# Auckland rated 4th best city in the world - Standard of Living



## inhamilton (Jun 10, 2011)

One or two negative threads in this forum. I'm actually quite gobsmacked because some of the comments bare little or no resemblance to the NZ I know. It makes me wonder whether some of these negative comments are manufactured by the same person with some sort of grudge. And also negative threads are bumped up ... usually by someone living in Australia. I wonder why ... perhaps some insecurity with their lot. Mmmmm ...
Mostly positive threads though. So thats good. Well, NZ is consistently rated one of the top 5 countries in the world in terms of quality of life and standard of living.
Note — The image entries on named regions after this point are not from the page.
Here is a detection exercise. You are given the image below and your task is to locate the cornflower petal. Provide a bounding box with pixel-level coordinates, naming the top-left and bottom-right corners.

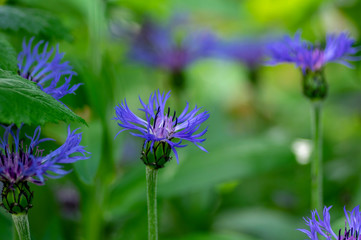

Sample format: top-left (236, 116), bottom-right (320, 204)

top-left (113, 90), bottom-right (209, 165)
top-left (0, 124), bottom-right (88, 185)
top-left (266, 32), bottom-right (361, 74)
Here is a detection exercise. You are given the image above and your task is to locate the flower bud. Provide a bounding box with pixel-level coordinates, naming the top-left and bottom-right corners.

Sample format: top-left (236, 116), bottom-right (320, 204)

top-left (1, 181), bottom-right (33, 214)
top-left (140, 141), bottom-right (172, 169)
top-left (302, 70), bottom-right (328, 100)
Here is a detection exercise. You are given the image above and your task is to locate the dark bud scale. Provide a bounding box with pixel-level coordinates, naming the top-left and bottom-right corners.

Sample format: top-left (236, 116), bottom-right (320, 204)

top-left (1, 181), bottom-right (33, 214)
top-left (302, 70), bottom-right (328, 101)
top-left (140, 141), bottom-right (172, 169)
top-left (337, 228), bottom-right (360, 240)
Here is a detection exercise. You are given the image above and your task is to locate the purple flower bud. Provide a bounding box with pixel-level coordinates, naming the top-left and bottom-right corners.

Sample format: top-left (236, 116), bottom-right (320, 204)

top-left (113, 90), bottom-right (209, 168)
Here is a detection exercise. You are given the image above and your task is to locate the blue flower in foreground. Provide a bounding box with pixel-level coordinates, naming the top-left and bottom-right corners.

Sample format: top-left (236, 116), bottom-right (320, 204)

top-left (298, 206), bottom-right (361, 240)
top-left (128, 17), bottom-right (215, 72)
top-left (113, 91), bottom-right (209, 168)
top-left (0, 124), bottom-right (88, 214)
top-left (18, 38), bottom-right (81, 100)
top-left (268, 32), bottom-right (360, 74)
top-left (0, 124), bottom-right (88, 185)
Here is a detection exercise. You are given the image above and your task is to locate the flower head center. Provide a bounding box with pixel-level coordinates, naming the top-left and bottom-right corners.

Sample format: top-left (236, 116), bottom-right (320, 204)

top-left (338, 228), bottom-right (359, 240)
top-left (151, 107), bottom-right (178, 139)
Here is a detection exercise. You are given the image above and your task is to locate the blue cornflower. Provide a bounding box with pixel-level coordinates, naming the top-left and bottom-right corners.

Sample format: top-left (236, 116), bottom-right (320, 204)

top-left (18, 38), bottom-right (81, 100)
top-left (268, 32), bottom-right (360, 74)
top-left (0, 124), bottom-right (88, 214)
top-left (298, 206), bottom-right (361, 240)
top-left (113, 90), bottom-right (209, 168)
top-left (0, 124), bottom-right (88, 186)
top-left (128, 19), bottom-right (215, 73)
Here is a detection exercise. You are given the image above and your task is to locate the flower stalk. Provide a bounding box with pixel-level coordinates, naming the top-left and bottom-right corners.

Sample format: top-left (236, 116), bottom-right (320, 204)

top-left (12, 213), bottom-right (31, 240)
top-left (311, 101), bottom-right (323, 211)
top-left (146, 166), bottom-right (158, 240)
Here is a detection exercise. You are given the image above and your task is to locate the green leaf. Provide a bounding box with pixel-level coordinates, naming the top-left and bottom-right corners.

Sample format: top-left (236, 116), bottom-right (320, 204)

And Auckland is rated the 4th best city in the world for standard of living by respected firm Mercer's of the UK after all. :thumb:


----------



## kiwigser (Mar 1, 2011)

inhamilton said:


> One or two negative threads in this forum. I'm actually quite gobsmacked because some of the comments bare little or no resemblance to the NZ I know. It makes me wonder whether some of these negative comments are manufactured by the same person with some sort of grudge. And also negative threads are bumped up ... usually by someone living in Australia. I wonder why ... perhaps some insecurity with their lot. Mmmmm ...
> Mostly positive threads though. So thats good. Well, NZ is consistently rated one of the top 5 countries in the world in terms of quality of life and standard of living. And Auckland is rated the 4th best city in the world for standard of living by respected firm Mercer's of the UK after all. :thumb:


Nice post, I see "Fielday" is on next week in Hamilton, so hoping to visit on Wed. or Thurs.


----------



## inhamilton (Jun 10, 2011)

kiwigser said:


> Nice post, I see "Fielday" is on next week in Hamilton, so hoping to visit on Wed. or Thurs.


Yea. I often go myself. Leave early to take account of the traffic.


----------



## kiwigser (Mar 1, 2011)

inhamilton said:


> Yea. I often go myself. Leave early to take account of the traffic.


Good advice, you forget that shows here can get jammed up, mind you not as bad as the UK on a Bank Holiday.


----------